Otegi, ten conciencia de tu maldad y desaparece

Otegi, ten conciencia de tu maldad y desaparece

Cuando alguien que ha cometido crímenes espantosos se hace consciente del mal que ha causado, lo demuestra apartándose de la luz pública y llevando una vida lo más discreta posible. No se puede reconocer el daño y sentir el dolor de los familiares y, a la vez, aspirar, tan ricamente, a ser un representante político a la misma altura moral que los demás. Sí: es una afrenta verle en los telediarios.

El brasileño Julio Santana mató a 492 personas, también niños, como encargo del crimen organizado. Klester Cavalcanti, un prestigioso periodista de su país, le entrevistó para escribir un libro sobre su vida: “492 muertos: confesiones de un asesino a sueldo”. Se publicó en España en el 2018. Como Otegi y los suyos, fue un profesional. Y al igual que él podía empezar cada día con el espíritu tranquilo.  “Nunca preguntaba el porqué de un encargo. Mi única exigencia era cobrar por adelantado. Mataba sin odio, con tranquilidad y en paz. Era bueno en lo mío”. Él estaba en paz porque era un hombre religioso que pensaba que sólo tenía que rezar. A diferencia de él, no está claro si todos los etarras creían que Dios estaba de su lado. Pero, ¿quién quiere a Dios si tienes contigo a tu Euskadi del alma? Su utopía era suficientemente buena para lavarles de todo pecado. Santana, después de cada crimen, rezaba lo que sabía infalible: diez avemarías y veinte padrenuestros. Me pregunto qué invocaron Otegi y los suyos para no matarse a sí mismos viendo los ojos de Miguel Ángel Blanco. Curas en la proximidad los tenían en abundancia. Fuera lo que fuera, funcionaba. Los hombres como Otegi eran, como Santana, “buenos en lo suyo”

«Cada encargo lo llevaba a cabo con tranquilidad y paz, sin odio y sin maldad en el corazón. Yo sabía que estaba libre de pecado, que Jesús me había perdonado, porque rezaba y el dolor y la tristeza se iban». Y lo decía sin el menor remordimiento. Sólo cuando su entrevistador le pidió, por mor de la precisión, sentarse a enumerar las víctimas que meticulosamente había apuntado en un cuaderno se sintió mal. No creía haber matado a tantos.

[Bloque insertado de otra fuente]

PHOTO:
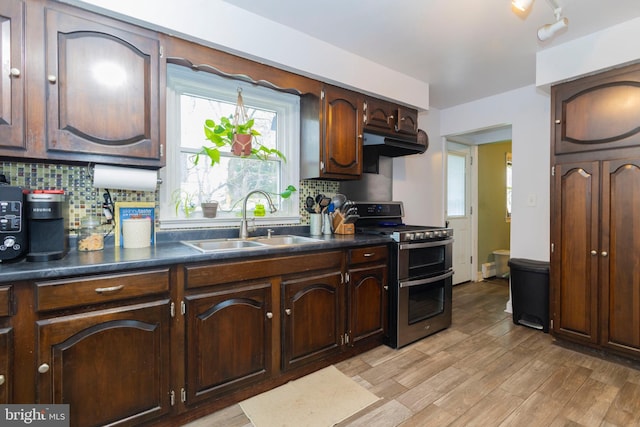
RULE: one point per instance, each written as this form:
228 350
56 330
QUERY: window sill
201 222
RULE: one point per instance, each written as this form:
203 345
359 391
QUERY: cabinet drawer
5 300
65 293
214 274
370 254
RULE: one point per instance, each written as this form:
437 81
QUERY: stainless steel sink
215 245
286 239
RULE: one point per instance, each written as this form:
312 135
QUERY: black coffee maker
47 214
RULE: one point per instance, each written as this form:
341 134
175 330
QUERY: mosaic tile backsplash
85 200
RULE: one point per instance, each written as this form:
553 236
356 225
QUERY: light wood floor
485 371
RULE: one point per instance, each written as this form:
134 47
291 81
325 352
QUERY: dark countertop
165 253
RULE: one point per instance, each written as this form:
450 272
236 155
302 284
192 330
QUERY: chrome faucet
244 228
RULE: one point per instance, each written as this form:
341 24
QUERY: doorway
467 260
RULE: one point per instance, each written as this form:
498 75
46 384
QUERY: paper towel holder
139 183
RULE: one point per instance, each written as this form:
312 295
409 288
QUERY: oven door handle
405 246
409 283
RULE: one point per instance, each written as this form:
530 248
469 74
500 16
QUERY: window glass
194 97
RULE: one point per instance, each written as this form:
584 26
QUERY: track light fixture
521 5
549 30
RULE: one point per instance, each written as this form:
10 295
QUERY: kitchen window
193 97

¿Se sentiría mal Otegi si le obligasen a pronunciar los nombres de todas las personas que la banda asesinó? Mejor no ponerse en duda. En esa declaración solemne en el Palacio de Ayete en la que admitió que el «dolor» causado por ETA «nunca debería haberse producido» es muy probable que se viera como una buena persona. Las circunstancias, la opresión, la putaEspaña, en fin, les obligaron. «Nunca he sido una persona peligrosa. Jamás. Siempre he sido un buen hombre, de buen corazón, que ha tratado a todos con mucho respeto. La gente siempre me ha tenido aprecio», opinaba Santana de sí mismo. Nadie quiere ser un malvado para los suyos. Hasta el peor asesino se reivindica como menos malo de lo que la gente piensa. El ansia por mantener la reputación – ¡incluso en un depravado! – es una necesidad humana con raíces ancestrales.

«Queremos decir a las víctimas de ETA, de corazón, que sentimos su dolor», declamaba Otegi. «Usted no se puede hacer una idea, pero matar es algo grande. Genera una enorme sensación de poder. Tener la vida de alguien en tus manos… Tienes poder sobre la vida», confesaba Santana. Y esta es la cruda verdad. Los asesinos etarras tuvieron la potestad de arrebatar la vida a quien decidían que no merecía vivir. ¿Hay algo más adrenalítico? Y justificarlo a conveniencia con un relato grandioso para levantarse puros cada mañana.

Otegi no tiene remordimientos. Julio Santana, después de contar a sus muertos, se mudó con su familia donde nadie pudiera reconocerlo. Buscó la paz en una granja donde comió la yuca y el boniato que plantaba. Una especie de caserío brasileño. Ahí debería recluirse un arrepentido de verdad. Santana decía que, en sus pesadillas, las personas a las que mató volvían. Pero que bastaba con diez avemarías y veinte padrenuestros para ahuyentarlas.

Así de baratas quiere comprarlas Otegi.